To understand finance, a good place to start might be the writings of Jane Austen or Dashiell Hammett.
That's the seemingly odd path Harvard Business School professor Mihir Desai takes in The Wisdom of Finance, as he aims to improve financial practice by rediscovering the humanity of its core ideas.
By linking to literature, history and philosophy, he tries to build deeper resonance. It is a daring, intriguing work, offbeat and fascinating, something both practitioners of finance and the general public can learn from. Prof. Desai draws on diverse sources such as the film The Producers, Shakespeare, Samuel Johnson, George Orwell and Willa Cather.
For example, Pride and Prejudice, published in 1813, is a novel that in some ways becomes a treatise on handling risk. Author Jane Austen presents the dilemma faced by Elizabeth Bennet. In those days, young women had to rely on the marriage market for financial security. Accordingly, when Ms. Bennet rejects a proposal from William Collins, he warns: "You should take into further consideration that in spite of your manifold attractions, it is by no means certain that another offer of marriage may ever be made you."
In The Maltese Falcon, a 1929 detective novel, author Dashiell Hammett inserts the story of Flitcraft, a successful real estate executive in Tacoma, Wash. A steel beam falls eight storeys on a construction site and nearly wipes him out. Realizing life could be ended at random, he decides to flee his wife and family. Prof. Desai says the parable illustrates the dominance of chance in our life, as well as how we can't easily escape our own patterns of behaviour. After changing his name to Charles Pierce, Flitcraft winds up living an essentially identical life in a new locale.
The name of the character Flitcraft was borrowed from a legendary Pinkerton investigator who worked for insurance companies. And the real Charles Peirce (Hammett spelled the name differently in the novel) was a famed scientist/mathematician/philosopher who repeatedly turned his thoughts to insurance as a central frame for understanding life. "Each of us is an insurance company," he wrote in Grounds of Validity of the Laws of Logic, published in 1869.
Together, Hammett and Austen highlight risk and the ideas of probabilities – things we shy away from but need to understand.
Prof. Desai notes that chance is omnipresent but can be understood and analyzed rigorously. Since it's predictable in the aggregate, we can deal with it. He writes: "The tools needed to navigate a world filled with uncertainty is what finance endeavours to provide. Risk is everywhere, it is undeniable, and it shouldn't be ignored or surrendered to – it should be managed. And insurance is the primary way we manage the risks in our lives."

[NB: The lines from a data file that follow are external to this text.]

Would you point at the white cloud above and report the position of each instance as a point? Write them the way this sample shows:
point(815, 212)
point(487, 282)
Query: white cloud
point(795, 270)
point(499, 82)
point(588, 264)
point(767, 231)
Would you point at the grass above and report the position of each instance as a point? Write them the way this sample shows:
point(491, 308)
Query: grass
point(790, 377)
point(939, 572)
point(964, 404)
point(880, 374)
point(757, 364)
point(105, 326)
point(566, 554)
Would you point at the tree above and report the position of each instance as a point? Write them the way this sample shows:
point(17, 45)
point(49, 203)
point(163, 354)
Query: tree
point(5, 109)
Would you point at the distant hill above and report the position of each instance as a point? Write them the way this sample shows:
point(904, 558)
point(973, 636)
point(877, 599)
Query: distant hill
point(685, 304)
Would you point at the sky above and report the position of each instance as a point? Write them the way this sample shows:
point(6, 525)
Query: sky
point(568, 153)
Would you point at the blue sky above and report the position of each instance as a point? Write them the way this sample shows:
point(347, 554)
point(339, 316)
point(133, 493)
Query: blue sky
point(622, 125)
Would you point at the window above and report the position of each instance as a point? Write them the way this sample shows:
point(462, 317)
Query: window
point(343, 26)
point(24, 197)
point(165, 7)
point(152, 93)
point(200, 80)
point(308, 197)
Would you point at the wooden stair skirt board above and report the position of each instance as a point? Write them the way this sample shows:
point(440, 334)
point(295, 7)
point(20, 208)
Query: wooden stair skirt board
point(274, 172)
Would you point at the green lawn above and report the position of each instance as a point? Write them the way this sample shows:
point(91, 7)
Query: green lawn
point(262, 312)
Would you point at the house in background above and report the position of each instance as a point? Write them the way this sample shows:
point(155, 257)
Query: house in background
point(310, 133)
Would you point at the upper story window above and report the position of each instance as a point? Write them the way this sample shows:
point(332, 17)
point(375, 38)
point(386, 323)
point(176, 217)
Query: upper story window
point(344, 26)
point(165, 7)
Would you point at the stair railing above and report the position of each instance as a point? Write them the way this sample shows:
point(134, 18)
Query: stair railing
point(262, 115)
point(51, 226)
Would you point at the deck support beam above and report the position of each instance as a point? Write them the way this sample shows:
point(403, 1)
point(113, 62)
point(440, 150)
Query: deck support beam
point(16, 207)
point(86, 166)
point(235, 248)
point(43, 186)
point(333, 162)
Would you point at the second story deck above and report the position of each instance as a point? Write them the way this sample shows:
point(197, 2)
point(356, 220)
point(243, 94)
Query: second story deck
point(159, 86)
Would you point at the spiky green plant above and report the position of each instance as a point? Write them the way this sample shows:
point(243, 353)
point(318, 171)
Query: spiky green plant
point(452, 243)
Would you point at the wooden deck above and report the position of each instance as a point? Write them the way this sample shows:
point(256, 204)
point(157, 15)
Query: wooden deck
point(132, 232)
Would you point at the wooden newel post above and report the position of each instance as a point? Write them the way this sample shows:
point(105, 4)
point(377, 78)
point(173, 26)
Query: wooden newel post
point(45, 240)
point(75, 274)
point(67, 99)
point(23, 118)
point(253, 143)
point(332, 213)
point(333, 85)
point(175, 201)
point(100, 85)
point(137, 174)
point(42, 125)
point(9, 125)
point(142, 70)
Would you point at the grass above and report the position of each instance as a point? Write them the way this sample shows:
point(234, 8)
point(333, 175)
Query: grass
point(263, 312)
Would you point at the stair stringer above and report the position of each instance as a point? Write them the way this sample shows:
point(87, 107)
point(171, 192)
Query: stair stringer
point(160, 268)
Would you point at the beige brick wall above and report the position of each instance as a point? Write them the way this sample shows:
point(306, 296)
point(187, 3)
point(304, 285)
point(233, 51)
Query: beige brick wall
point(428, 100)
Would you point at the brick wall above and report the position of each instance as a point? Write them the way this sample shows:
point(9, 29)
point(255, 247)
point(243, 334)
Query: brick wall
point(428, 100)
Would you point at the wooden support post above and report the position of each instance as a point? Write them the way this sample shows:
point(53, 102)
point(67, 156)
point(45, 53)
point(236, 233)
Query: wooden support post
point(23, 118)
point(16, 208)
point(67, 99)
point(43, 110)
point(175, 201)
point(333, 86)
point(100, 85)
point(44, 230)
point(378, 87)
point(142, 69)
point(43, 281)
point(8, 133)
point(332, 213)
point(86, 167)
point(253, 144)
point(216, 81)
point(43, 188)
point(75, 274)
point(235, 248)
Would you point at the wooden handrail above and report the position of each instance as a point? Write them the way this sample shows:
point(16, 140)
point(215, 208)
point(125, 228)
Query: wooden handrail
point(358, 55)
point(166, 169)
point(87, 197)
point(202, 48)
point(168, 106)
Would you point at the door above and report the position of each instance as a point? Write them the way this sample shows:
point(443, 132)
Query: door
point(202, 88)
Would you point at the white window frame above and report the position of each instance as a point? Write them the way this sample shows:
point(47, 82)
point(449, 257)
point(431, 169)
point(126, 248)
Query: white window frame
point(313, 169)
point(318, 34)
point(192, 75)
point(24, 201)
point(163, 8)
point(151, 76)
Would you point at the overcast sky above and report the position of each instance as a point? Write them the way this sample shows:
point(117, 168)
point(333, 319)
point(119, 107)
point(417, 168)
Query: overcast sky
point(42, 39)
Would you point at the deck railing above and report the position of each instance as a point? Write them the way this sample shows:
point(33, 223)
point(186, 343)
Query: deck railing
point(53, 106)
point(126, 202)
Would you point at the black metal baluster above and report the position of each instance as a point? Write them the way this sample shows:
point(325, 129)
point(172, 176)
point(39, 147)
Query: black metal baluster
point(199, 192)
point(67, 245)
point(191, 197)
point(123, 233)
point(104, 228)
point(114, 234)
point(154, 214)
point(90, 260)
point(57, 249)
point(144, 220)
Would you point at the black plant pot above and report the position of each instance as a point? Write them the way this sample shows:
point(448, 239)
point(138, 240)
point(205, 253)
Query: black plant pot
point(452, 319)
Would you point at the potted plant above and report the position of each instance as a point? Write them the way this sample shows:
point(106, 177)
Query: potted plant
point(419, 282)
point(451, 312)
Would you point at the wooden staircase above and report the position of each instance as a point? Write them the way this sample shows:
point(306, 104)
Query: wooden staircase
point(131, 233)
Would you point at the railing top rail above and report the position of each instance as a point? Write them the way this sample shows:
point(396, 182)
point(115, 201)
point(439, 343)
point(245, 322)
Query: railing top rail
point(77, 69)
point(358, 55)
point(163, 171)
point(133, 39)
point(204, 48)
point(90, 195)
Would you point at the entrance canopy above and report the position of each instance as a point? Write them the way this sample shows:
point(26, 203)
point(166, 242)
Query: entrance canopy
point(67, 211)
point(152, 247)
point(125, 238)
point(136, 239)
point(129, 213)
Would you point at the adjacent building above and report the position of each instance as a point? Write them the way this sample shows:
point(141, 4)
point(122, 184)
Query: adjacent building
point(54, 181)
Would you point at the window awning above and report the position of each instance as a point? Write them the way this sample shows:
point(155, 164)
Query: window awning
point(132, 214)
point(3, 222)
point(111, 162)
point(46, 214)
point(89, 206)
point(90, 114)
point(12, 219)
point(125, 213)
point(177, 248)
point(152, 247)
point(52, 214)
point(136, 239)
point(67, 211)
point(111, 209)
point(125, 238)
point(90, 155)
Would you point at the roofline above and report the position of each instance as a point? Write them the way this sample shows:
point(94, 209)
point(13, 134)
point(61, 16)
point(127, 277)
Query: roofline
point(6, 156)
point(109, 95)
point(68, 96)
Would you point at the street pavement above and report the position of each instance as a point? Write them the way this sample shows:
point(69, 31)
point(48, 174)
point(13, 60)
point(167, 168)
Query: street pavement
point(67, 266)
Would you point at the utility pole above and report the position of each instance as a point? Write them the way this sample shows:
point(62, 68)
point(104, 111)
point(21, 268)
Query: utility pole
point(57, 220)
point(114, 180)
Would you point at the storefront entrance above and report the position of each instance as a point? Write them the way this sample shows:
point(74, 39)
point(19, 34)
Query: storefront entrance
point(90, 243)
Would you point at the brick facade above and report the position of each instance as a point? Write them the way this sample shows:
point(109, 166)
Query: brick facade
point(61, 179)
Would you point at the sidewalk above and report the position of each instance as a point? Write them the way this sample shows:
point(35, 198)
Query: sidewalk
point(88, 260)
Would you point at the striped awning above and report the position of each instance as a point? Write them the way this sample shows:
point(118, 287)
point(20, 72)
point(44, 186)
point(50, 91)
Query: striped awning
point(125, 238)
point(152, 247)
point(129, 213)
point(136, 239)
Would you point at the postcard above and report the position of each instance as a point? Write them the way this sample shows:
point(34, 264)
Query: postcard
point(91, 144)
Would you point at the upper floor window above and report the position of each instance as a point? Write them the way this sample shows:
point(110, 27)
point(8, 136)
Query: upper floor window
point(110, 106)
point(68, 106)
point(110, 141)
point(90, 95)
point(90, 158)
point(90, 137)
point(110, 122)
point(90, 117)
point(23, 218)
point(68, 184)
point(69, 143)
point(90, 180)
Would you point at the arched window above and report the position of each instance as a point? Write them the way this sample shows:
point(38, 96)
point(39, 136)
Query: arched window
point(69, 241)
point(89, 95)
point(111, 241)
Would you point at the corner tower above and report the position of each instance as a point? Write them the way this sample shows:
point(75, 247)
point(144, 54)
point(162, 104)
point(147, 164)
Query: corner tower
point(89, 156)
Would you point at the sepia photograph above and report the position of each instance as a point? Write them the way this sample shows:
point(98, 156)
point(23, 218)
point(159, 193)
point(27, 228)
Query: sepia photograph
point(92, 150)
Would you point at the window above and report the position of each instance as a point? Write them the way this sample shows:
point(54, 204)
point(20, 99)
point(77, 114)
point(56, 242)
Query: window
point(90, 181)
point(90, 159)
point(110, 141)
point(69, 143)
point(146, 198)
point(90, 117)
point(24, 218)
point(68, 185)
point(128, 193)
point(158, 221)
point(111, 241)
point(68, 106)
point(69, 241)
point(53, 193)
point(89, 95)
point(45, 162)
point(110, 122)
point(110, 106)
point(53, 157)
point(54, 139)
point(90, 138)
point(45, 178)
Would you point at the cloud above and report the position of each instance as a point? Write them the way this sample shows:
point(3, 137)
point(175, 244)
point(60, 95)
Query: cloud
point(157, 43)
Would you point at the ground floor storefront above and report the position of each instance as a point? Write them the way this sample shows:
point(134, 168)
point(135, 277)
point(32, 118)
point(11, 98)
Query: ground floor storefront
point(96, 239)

As for the risk management encountered by Ms. Bennet in selecting a husband, he says it symbolizes the tradeoffs we face in other aspects of our lives. Should you keep looking for the perfect job or accept the lesser offer on the table? Is continuing with further education worth the costs?
"These questions implicitly consider risk and return and require you to think about how to allocate your time, energy, and resources given a set of choices in the face of an uncertain future. This allocation problem is precisely the problem at the center of finance," he writes.
The term "high finance" implies it's higher than us: Complicated, confusing, numbers-oriented – stuff for business-school graduates to pursue on Bay Street. Prof. Desai argues it's about our own lives – risk and insurance, debt, leverage and failure.
Just as importantly, he feels practitioners of finance need to explain and justify what they do more clearly to win back confidence. "More than regulation or outrage, fixing finance requires practitioners to return to the core ideas and ideals of finance – which can help them to ensure they are creating value and not extracting it," he says.